Hamilton IP experts among world's best
Two Hamilton intellectual property specialists have been ranked among the world's best in the field.
Kate Wilson and Ian Finch, partners at the headquarters of law firm James and Wells, in Hamilton, were singled out by influential publication Intellectual Asset Management (IAM) for leading the way in the intellectual property (IP) sector.
IP covers the intangible assets of a business - design, functionality, systems and branding that comes out of an object or idea - and the firm deals with traditional IP patents and trademarking law, as well as strategic solutions like helping clients export IP to foreign markets.
IAM magazine puts out an annual guide of the top strategy practitioners in IP and this year also released an inaugural guide for the best-in-class patent specialists.
Wilson made the list of the 300 best international strategists for the second year running. She was named last year and was the first Kiwi to make the list, while Finch was named in the 1000-strong list of patent litigators.
Auckland-based Simon Rowell is the only other Kiwi to make the lists.
It is another confirmation of quality work for James and Wells which, for the past three years, has been ranked New Zealand's top IP firm.
Wilson, who has a background in science, joined James and Wells 25 years ago and works alongside companies like the Gallagher Group as a strategy adviser, identifying where companies can leverage assets and break into overseas markets.
"What I love about it is, for someone who gets bored easily, there's something new every day," Wilson said.
Finch, the Hamilton firm's managing partner, has a law background and has been involved in IP since starting with the firm 20 years ago. He cites the interface between law and business as the motivator to specialise in the area.
"We don't focus on legal problems, we focus on commercial solutions," he said.
"We're providing pragmatic advice to businesses and helping them go forward and in that regard it's quite a positive area of the law to be involved in when a lot of what lawyers do can be quite negative."
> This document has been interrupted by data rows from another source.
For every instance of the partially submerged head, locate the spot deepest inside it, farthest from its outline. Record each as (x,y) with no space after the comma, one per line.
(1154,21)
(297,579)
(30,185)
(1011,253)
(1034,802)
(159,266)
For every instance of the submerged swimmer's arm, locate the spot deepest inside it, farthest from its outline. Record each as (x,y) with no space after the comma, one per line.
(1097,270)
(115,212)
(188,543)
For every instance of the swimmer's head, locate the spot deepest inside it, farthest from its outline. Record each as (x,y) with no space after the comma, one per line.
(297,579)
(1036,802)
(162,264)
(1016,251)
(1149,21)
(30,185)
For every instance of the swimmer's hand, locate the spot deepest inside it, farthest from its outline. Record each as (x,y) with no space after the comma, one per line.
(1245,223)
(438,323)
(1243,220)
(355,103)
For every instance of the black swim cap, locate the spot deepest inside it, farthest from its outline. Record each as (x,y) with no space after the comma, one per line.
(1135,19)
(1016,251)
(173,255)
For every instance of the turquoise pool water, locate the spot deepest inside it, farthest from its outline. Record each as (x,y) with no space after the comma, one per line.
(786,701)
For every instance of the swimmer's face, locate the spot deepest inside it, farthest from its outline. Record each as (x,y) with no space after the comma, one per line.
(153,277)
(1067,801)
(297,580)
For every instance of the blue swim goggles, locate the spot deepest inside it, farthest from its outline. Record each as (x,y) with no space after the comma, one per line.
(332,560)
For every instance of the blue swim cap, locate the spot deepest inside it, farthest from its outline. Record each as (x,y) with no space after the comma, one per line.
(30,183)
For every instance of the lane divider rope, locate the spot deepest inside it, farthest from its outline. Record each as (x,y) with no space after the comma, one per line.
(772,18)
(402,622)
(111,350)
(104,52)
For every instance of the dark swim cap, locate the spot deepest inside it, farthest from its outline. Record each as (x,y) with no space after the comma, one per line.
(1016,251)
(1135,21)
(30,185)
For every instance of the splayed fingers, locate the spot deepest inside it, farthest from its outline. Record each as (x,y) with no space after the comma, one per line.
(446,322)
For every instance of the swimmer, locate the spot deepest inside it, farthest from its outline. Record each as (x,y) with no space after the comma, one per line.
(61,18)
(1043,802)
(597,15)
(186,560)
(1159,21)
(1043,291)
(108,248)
Finch identified the Waikato region as fertile ground for IP, a growing and profitable sector, because of the strength of the dairy industry and the innovative attitude of farmers and spin-off markets, like horticulture, in the area.
But thinking beyond a New Zealand market is where local businesses tend to struggle, he said.
New Zealand files the fourth highest number of domestic patents per capita in the world but in international patent applications, drops to 25th most proactive.
"That to me reflects that there is a discontinuity, people recognise they've got something but they don't see the ability to take it further and that's where we fall down, in strategic thinking."
Around 80 per cent of a company's assets are in intangible forms, Wilson said, and IP is all about identifying those assets and helps companies to protect and develop them.
"People go to the doctor when they're sick, the lawyer when they're in trouble and the accountant when they've got tax problems.
"They come to us because they've got a great idea, they've got something positive that they want to take forward."
Wilson and Finch are advocates of demystifying IP law for the general public.
They say businesses which become better acquainted with IP have a competitive advantage.
The pair want to help businesses understand how they can increase business value through IP and have released basic free-to-access information through the James and Wells website to help generate more versatile thinking.
Plans to develop videos and podcasts with quick lessons about IP are under development and will be added to the free website services.
"It's about setting time aside to look at your business from a strategic viewpoint," Wilson said.